10985493_865405640167306_6185424455348371901_o.jpgÀ propos de Je ne vous quitterai pas de Pascal Louvrier (Allary Éditions, 2015).
LRSP (livre reçu en service de presse).





IMG_50072.jpgLe titre du premier roman de Pascal Louvrier, Je ne vous quitterai pas, crépusculaire et parfois déchirant, diablement maîtrisé, très efficacement écrit, elliptique jusque dans sa façon de nous révéler (ou de les inventer) des secrets, tourmenté comme un ciel de tempête déchirant cette mystérieuse et tragique côte sauvage que Jean-René Huguenin aima tant, n'a pas besoin d'être trop longuement expliqué. Il évoque, bien davantage que la certitude d'une vie éternelle et la croyance, tout de même faisandée dans l'esprit de celui qui prononça ces mots en 1994, aux forces de l'esprit, le règne des fantômes qui ne cessent jamais de murmurer et qui, dans le roman de Pascal Louvrier, se font compacts, lourds et claquants comme des galets de plage. Nous vivons plus que jamais dans ce murmure incessant qui est celui de la France spectrale, dévorée par ses vieux démons eux-même privés de toute énergie mais qui rejouent leur épopée ridicule et souffreteuse sur les tréteaux pourris des clowns bavards Soral et Dieudonné, une France épuisée, à bout de force, désespérée même. Dans ce monde tout entier fuligineux, gris, où une parole elle-même grise menace de nous recouvrir de la monotone ondée du sous-langage, quelques livres, comme celui de Pascal Louvrier qui n'est tout de même pas un béjaune, ni même un faiseur mais un artisan au sens noble du terme, ont «le gris flamboyant» (p. 229).

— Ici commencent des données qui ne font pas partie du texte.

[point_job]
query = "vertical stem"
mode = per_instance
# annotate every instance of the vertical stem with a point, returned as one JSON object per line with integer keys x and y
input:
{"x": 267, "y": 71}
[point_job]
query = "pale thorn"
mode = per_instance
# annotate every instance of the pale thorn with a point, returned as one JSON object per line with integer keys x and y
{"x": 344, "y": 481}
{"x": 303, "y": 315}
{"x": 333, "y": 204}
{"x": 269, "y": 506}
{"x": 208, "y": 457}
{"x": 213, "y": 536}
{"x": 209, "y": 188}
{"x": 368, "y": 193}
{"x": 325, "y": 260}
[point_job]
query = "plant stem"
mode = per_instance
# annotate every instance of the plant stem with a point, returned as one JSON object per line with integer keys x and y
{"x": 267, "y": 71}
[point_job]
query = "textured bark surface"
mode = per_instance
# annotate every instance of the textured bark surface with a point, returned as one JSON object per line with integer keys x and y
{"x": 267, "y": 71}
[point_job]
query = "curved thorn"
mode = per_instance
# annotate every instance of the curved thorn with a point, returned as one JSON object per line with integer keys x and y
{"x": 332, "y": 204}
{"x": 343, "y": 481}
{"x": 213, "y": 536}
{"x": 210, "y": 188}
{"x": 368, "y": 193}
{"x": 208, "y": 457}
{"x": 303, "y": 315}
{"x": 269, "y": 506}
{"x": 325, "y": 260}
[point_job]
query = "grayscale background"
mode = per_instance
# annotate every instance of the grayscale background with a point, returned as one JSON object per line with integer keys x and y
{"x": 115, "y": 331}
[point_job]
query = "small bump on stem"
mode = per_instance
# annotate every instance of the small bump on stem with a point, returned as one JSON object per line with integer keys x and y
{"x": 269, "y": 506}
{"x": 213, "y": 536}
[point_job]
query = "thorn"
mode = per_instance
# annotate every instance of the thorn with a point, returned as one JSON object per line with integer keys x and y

Fantôme, fantômes même pourrions-nous dire, tant l'homme s'est amusé à brouiller les pistes, de François Mitterrand, hélas, hélas, hélas le dernier homme politique français à peu près digne de ce nom, sur le cadavre duquel auront grouillé tant de larves de mouches à merde, socialistes ou pas, dont le personnage principal du roman, Jacques Libert, a été le conseiller le plus intime, secret et, surtout, celui qui lui sera resté à jamais fidèle, par-delà la mort bien sûr puisque, dans le roman de Pascal Louvrier, le monde des vivants est constamment entouré par celui des morts, amoureusement ou horriblement imbriqué avec lui. Il est du reste difficile de savoir si le président n'est finalement pas le personnage le plus vivant de notre roman, à l'exception peut-être de Morain, tout pressé de reconquérir le pouvoir à la Mairie de Dieppe, intéressant second rôle qu'il aurait peut-être fallu complexifier davantage.
Fantôme de celle qui fut la femme de l'écrivain de l'ombre, la très belle Laure, conduite au désespoir et à l'alcoolisme par le sadisme d'un pervers narcissique (l'expression, si commune désormais, est lâchée quelque part dans le roman, elle n'aurait pas dû l'être, même si Pascal Louvrier la remettra dare-dare dans sa niche), et aussi parce que Libert lui reproche de n'avoir pu sauver leur fils. Laure qui finira par quitter son mari pour aller rejouer la geste pseudo-révolutionnaire de l'Italie des années de plomb, Libert, lui, malade et hanté par son souvenir, l'abjection qu'il a méticuleusement, patiemment servie à celle qu'il a pourtant follement aimée mais qui n'est jamais restée qu'elle-même, une bourgeoise étriquée, couchant d'une certaine façon depuis vingt-deux ans avec une morte (cf. p. 99), ne cessant de songer à ce qu'il lui a fait subir, avant qu'elle ne chute, saoule, du haut d'une falaise, ne parvenant pas à faire taire le cri de sa femme, comme le narrateur de La Chute (et Albert Camus lui-même, nous dit l'auteur, cf. p. 214) ne parviendra jamais à faire taire le cri du corps tombé dans le fleuve, et ne cessera de méditer son passé, moderne Vieux Marin tout pressé de se confier et de s'accuser. Libert, lui, ne tentera pas de s'absoudre ni même de jouer au juge-pénitent, et c'est une balle qui emportera la moitié de sa tête toute pleine de ses fantômes, concluant la trajectoire fulgurante de cet homme moins noir qu'obscur, et volontairement obscur : «Quelque chose de froid et de désespéré émanait de lui, quelque chose de paradoxal aussi, comme une pointe de lucidité perverse dans le regard d'un ange» (p. 66).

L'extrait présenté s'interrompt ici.